The goal was to be able to “fly” the 109F/X by the end of the year. I didn’t make it unfortunately. However, things are looking good for a 1st week of 2010!
First up, here’s the completed edge-lit panel for the left sub-panel:
The only problem with the panel is due to a “mid-course” design change that I made. Instead of making the edge-lit panel and metal back plate mounting separate, I decided to combine the two. Since I had done all the panel lettering before I made this change, things on the bottom row kind of got a bit messed up. It’s only really noticeable where the mounting screw passes through the STARTER legend. If I was making this panel for someone else, I would remake it to correct the error.
The wiring on the pitch & roll axis gimbal is now completed. Now that the flight grip has been wired up, it was time to finish out the wiring harness on the gimbal assembly:
This adds the 16 wires that are needed by the flight grip and the nose wheel/AP disconnect lever. Instead of using tie-wraps to create the new harness, I used waxed lacing cord and then used tie-wraps to attach the harness to nylon cable keeper blocks that have been attached to the gimbal base. The last 6″ or so of the harness up to the DB25 connector is covered with a 1/2″ diameter black plastic split “loom” cover.
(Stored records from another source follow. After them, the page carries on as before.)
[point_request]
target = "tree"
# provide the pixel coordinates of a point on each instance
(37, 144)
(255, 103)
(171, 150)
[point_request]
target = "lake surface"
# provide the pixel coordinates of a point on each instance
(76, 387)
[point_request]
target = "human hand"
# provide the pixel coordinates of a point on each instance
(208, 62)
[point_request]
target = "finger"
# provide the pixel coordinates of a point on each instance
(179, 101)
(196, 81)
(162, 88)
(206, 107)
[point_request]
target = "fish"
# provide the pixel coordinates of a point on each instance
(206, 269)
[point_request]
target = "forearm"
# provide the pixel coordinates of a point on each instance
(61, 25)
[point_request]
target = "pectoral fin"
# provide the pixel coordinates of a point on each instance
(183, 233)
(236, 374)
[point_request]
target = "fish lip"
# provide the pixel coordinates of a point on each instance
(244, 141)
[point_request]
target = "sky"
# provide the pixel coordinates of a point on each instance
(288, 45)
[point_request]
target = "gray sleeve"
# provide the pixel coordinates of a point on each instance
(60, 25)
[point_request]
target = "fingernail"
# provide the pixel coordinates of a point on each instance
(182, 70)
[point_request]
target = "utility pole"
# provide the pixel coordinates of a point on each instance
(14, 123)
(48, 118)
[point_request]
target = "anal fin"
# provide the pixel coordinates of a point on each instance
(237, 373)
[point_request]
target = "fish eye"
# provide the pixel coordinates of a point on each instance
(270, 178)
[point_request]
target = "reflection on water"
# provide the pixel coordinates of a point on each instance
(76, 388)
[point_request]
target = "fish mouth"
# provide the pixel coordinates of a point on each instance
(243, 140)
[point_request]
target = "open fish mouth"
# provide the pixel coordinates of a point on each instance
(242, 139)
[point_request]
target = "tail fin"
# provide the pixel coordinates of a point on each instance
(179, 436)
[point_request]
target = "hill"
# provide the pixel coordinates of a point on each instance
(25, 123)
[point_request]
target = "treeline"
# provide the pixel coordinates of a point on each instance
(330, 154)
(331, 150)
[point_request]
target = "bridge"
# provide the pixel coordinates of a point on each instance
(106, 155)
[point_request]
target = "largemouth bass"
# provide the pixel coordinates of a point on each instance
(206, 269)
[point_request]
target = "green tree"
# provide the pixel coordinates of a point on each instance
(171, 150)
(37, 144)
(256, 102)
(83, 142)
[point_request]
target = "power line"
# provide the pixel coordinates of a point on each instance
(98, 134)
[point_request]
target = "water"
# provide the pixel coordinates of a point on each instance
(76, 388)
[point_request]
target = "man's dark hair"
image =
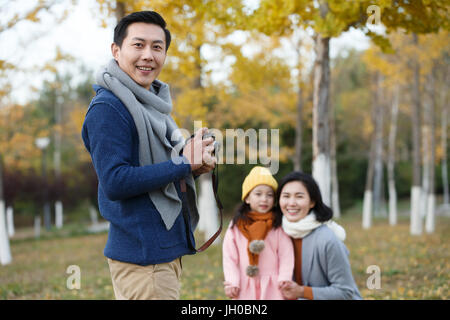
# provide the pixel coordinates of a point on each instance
(120, 31)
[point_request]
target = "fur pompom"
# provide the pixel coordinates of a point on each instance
(256, 246)
(252, 271)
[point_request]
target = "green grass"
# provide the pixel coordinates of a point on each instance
(411, 267)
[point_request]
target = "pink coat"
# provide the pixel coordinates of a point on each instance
(276, 263)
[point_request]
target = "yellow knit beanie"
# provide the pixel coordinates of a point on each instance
(258, 175)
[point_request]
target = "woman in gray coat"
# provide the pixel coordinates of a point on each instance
(322, 269)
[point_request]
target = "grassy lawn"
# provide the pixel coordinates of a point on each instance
(411, 267)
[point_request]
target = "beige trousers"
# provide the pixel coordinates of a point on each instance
(152, 282)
Makes it look nicer and prevents the wire from being abraded.
I had gotten the SFS box painted the previous evening and now it was time to mount the nose wheel steering/ap disconnect lever to the top of the box:
Instead of using a screw & bolt arrangement to hold the NWS/AP lever in, I decided to drill the hole in the side ears just a tiny bit under .125″ and use a brass pin to hold the lever in. In order to properly set the pin, I turned my drill press into an impromptu arbor press by using a 3/32″ drill bit mounted backwards in the drill chuck. I also gave the pin a slight bevel around the ends to make entering the mounting holes easier. Here’s the result:
The pin pressed in just as I’d hoped and it won’t work itself out over time. The good part about using the method I did is that the pin can be easily removed in the same manner it was installed if I need to replace or repair the lever in the future.
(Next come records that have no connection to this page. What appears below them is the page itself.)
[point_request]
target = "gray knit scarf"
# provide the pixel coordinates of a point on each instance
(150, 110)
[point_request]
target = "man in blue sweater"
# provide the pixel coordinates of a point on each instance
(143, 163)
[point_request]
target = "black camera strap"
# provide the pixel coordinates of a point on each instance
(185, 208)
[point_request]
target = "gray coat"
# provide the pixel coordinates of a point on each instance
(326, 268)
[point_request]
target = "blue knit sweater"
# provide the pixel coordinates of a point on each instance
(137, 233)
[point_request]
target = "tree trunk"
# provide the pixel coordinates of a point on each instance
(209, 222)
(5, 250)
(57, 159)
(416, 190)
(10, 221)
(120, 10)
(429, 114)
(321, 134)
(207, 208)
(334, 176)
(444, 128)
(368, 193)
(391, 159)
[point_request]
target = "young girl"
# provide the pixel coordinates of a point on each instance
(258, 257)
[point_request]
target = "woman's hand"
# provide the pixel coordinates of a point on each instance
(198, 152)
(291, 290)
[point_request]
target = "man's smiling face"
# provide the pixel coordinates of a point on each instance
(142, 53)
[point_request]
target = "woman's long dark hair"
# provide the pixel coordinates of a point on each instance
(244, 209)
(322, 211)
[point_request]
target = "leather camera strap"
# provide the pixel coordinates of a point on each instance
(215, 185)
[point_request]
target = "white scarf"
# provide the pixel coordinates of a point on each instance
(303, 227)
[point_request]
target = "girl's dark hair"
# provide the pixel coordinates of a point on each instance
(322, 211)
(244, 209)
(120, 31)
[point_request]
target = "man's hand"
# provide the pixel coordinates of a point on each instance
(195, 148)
Now that the lever is in, it was time for the switch:
To actuate the micro-switch, I’m using a short length of #4-40 threaded rod as an actuator and a small spring to give it more “pull” than would be provided by the internal spring in the micro-switch. I was able to thread the micro-switch actuating lever with a #4-40 tap. There’s only enough metal for one thread or so, but it works really well! I’m going to put a dab of Loc-Tite on it to help it out.
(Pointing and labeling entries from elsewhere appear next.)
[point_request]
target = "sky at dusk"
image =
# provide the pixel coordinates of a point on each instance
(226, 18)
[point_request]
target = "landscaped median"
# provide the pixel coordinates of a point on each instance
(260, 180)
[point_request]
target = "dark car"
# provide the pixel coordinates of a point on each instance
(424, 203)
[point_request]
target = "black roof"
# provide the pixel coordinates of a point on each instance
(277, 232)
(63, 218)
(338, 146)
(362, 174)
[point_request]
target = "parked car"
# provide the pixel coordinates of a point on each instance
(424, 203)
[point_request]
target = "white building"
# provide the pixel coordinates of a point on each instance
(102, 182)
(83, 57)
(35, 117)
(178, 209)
To retain the actuator rod, I used a brass acorn nut at the top:
There is a small metal cover that still needs to be made that will cover the front portion of the NWS/AP lever.
The internal wiring of the box took some time to complete and there was not a whole lot of room in there:
In order to make it more friendly to repair in the future, I decided to use terminal blocks to divide the SFS and grip wiring. Using really small Euro style terminal strips allowed me to pull this off. Even using the small terminal blocks it’s still VERY cramped in there! Like all new wiring I’m doing, this is bound up using waxed lacing tape. I cannot recommend this stuff enough! Had I tried to use small wire-ties in here, it would have been a mess. There just isn’t any room.
This is what the completed wiring layout looks like. The grip wiring is a bit messier because I didn’t want to shorten any of the wires coming out of the rebuilt Suncom F-15 grip.
Here is what the completed assembly looks like, sans cover:
All that’s left is to fab the front cover for the NWS/AP lever and it’ll be totally complete.